What was this 'influence'? Did they directly say "Go, Rahul, and kill Kirat. What he did deserves nothing less than death". Or did they do an inception of a simple idea. An idea that resulted him to conclude that killing Kirat is the only way out? Was this inception deliberate or simply incidental? 

Let's say it is his friends who influenced Rahul to Kill Kirat. So now, are his friends the true criminals? After all, it's because of them that Rahul did what he did. Or were his friends the victims of yet another defect in the society they live in?

Any horrid event in history has more than just one ingredient in its recipe. It is puzzling at what level of questioning should one stop to settle with the final judgement. Is there even a thing called a 'Final Judgement'? And if there is nothing such then why the hell are we sentencing people to jail! They are not the only people to be blamed. There are others, who had a role to play. May be not directly but they did influence the crime. That is to some extent a punishable guilt. They were unaware of the impact their actions would have? Similar lines to 'Ignorantia juris non excusa'.

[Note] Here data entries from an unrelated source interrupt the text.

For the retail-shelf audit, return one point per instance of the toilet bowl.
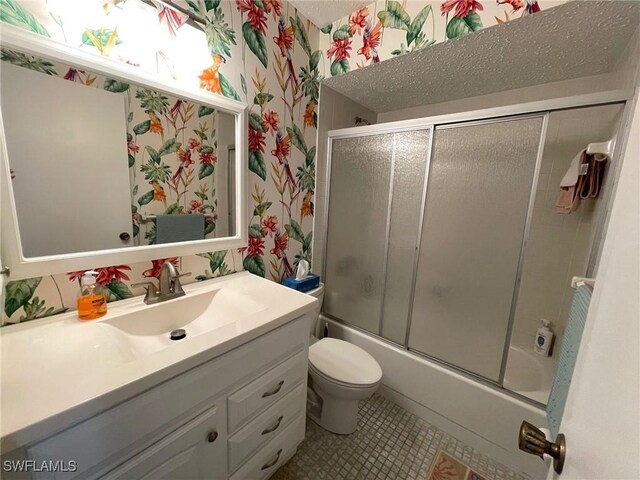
(340, 374)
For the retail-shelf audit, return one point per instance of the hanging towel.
(179, 228)
(596, 165)
(582, 180)
(569, 198)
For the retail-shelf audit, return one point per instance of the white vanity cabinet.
(240, 415)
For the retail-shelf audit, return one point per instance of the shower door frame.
(510, 112)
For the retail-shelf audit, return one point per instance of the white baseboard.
(526, 465)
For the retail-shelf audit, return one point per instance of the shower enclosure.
(428, 228)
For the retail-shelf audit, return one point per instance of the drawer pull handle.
(274, 428)
(272, 462)
(274, 391)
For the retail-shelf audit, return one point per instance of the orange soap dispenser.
(92, 300)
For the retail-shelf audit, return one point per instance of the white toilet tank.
(319, 294)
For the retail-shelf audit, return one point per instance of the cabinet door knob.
(274, 391)
(274, 427)
(272, 462)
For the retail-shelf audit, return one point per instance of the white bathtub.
(528, 373)
(484, 417)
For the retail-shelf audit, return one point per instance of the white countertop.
(60, 370)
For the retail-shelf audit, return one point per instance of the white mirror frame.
(11, 253)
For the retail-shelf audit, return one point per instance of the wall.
(387, 28)
(602, 415)
(273, 66)
(336, 111)
(559, 245)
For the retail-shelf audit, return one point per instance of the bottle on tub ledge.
(544, 339)
(304, 279)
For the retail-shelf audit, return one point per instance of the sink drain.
(178, 334)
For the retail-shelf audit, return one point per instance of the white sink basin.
(147, 330)
(80, 366)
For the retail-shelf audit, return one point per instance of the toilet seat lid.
(345, 362)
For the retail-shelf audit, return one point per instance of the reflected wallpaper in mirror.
(157, 164)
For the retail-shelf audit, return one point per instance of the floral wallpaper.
(260, 52)
(387, 28)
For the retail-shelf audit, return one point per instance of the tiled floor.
(390, 443)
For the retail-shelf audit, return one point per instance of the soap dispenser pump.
(544, 339)
(92, 300)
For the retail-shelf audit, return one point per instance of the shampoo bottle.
(544, 339)
(92, 300)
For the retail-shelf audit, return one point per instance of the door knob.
(532, 440)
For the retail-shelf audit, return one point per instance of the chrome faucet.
(169, 285)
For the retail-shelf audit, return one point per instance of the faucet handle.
(152, 290)
(177, 286)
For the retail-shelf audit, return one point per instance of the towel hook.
(602, 148)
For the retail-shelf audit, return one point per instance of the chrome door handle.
(532, 440)
(274, 391)
(272, 462)
(275, 427)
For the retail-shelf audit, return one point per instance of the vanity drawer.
(267, 426)
(196, 450)
(264, 463)
(121, 432)
(266, 390)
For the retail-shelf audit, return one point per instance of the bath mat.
(445, 467)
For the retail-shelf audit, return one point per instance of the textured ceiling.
(322, 12)
(569, 41)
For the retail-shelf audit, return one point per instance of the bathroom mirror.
(102, 164)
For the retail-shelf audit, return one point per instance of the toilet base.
(338, 416)
(335, 407)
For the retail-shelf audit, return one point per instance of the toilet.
(340, 374)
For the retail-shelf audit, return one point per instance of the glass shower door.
(376, 183)
(480, 183)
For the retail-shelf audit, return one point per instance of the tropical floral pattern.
(259, 52)
(387, 28)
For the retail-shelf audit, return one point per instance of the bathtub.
(483, 416)
(528, 373)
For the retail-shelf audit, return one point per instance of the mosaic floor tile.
(390, 444)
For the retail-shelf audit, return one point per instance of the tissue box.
(305, 284)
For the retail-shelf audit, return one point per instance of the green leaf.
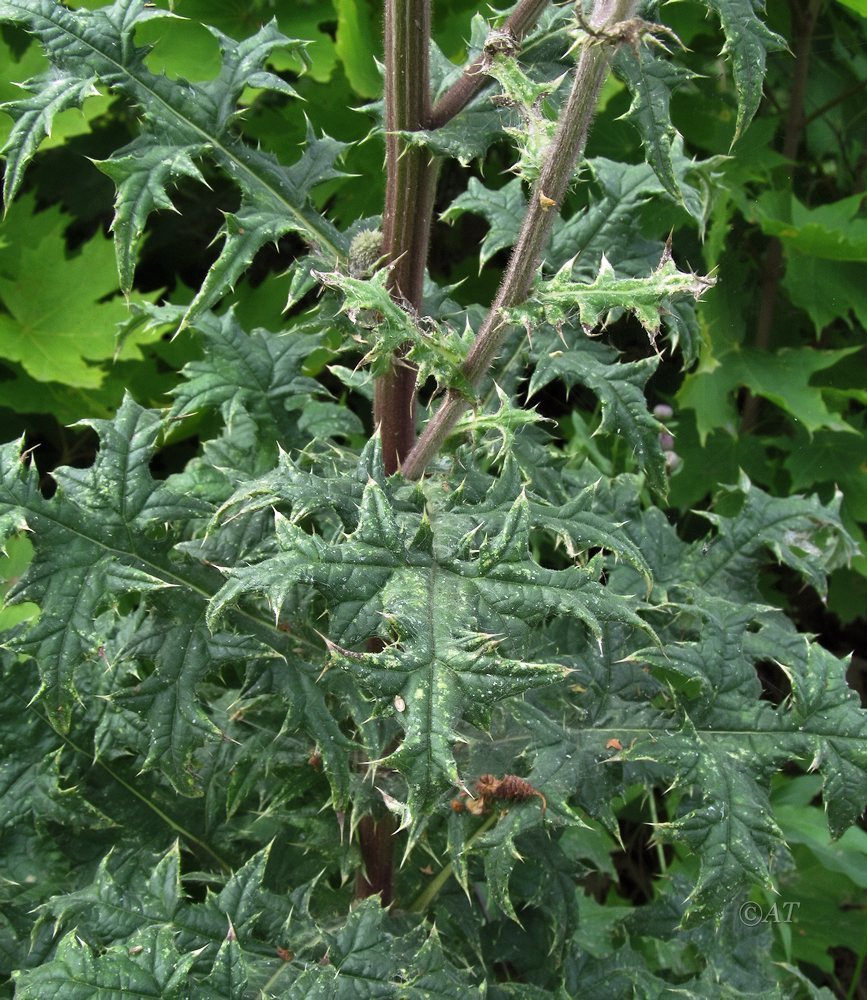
(619, 386)
(748, 41)
(440, 663)
(503, 209)
(356, 44)
(783, 378)
(831, 232)
(801, 532)
(33, 117)
(826, 290)
(155, 970)
(60, 314)
(651, 80)
(561, 298)
(383, 326)
(97, 45)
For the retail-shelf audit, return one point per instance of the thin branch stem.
(473, 79)
(432, 889)
(546, 199)
(409, 194)
(772, 269)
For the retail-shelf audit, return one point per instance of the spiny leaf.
(51, 93)
(441, 662)
(192, 119)
(437, 351)
(619, 387)
(748, 41)
(651, 79)
(561, 297)
(503, 209)
(156, 969)
(801, 532)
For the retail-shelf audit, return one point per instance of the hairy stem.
(473, 80)
(545, 201)
(410, 186)
(772, 269)
(409, 194)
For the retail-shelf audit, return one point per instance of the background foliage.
(767, 378)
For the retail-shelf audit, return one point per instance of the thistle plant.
(324, 720)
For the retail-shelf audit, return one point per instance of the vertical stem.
(545, 201)
(410, 186)
(409, 194)
(473, 79)
(375, 838)
(772, 269)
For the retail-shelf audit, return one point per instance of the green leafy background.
(179, 771)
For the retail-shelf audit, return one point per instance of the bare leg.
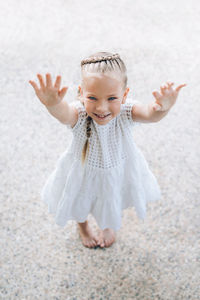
(89, 239)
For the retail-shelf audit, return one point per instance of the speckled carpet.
(155, 259)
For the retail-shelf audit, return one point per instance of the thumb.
(62, 92)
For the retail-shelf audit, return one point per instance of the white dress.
(115, 175)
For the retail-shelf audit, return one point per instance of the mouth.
(102, 117)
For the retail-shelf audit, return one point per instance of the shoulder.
(81, 114)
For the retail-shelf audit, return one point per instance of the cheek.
(116, 107)
(88, 105)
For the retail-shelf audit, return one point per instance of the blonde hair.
(101, 62)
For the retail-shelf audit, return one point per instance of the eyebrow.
(107, 96)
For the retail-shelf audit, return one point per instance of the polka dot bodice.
(106, 142)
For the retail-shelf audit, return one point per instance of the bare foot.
(88, 238)
(106, 237)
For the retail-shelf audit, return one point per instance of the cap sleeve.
(81, 115)
(126, 113)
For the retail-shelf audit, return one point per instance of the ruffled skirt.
(72, 191)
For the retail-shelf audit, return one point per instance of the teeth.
(102, 115)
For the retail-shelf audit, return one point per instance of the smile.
(102, 116)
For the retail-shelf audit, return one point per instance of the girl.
(102, 172)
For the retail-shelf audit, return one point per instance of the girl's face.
(102, 96)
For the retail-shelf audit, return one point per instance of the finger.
(58, 82)
(180, 87)
(42, 85)
(156, 94)
(34, 85)
(156, 107)
(163, 88)
(48, 80)
(62, 92)
(170, 83)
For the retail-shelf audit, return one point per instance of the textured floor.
(155, 259)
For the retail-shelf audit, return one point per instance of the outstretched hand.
(167, 96)
(49, 94)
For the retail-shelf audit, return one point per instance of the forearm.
(155, 116)
(60, 111)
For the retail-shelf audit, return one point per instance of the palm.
(49, 94)
(167, 96)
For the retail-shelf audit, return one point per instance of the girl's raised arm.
(52, 97)
(154, 112)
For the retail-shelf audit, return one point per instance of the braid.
(88, 134)
(95, 59)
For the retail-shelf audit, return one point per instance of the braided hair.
(100, 62)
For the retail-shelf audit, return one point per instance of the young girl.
(102, 172)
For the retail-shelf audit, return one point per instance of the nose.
(101, 108)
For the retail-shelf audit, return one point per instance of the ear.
(125, 95)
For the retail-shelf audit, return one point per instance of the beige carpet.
(155, 259)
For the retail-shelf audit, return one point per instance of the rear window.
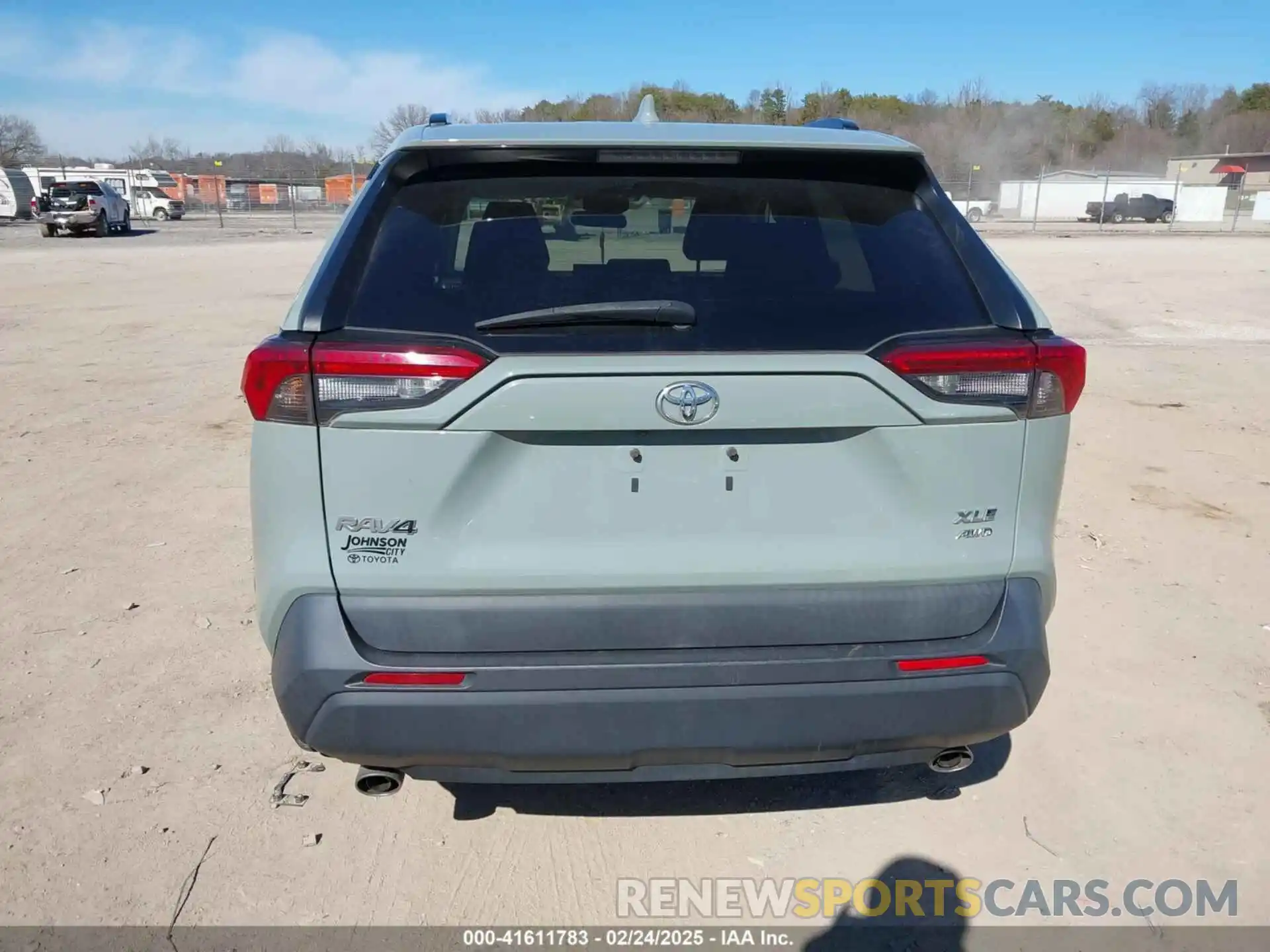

Some people would say, "Rahul is the one who killed Kirat, put him in jail". Some would argue, "Rahul did kill Kirat, but he is not to blame. It's his friends who influenced him with a deliberate intention to have him kill Kirat. Put his friends in jail". 

Some might further argue "We discussed Rahuls upbringing and friend circle to identify the source of his criminal act, let's do the same for his friends. After all we do need to be fair in our judgement, right?".

And finally, someone might come up and argue "You know what, may be Kirat just deserved to die. So why punish Rahul and his friends for something Kirat deserved?". Someone else would question, "How do you fairly judge who deserves what?".

There are varied perceptions to where the guilt lies. If society is interested in solving the problem at the root, there are so many ways to look at a situation that it becomes impossible to pin point just one root cause.

Differentiation between wrong and correct, bad and good is only a matter of perception. The angel of ones view to a situation.

May be the perception of good and bad is lost here, but this thought might signify the finding of a concept. A concept that can revolutionize how a person chooses to finalize his/her judgements.

Never blame the person for his/her doing, blame the society, blame the situation, blame the process.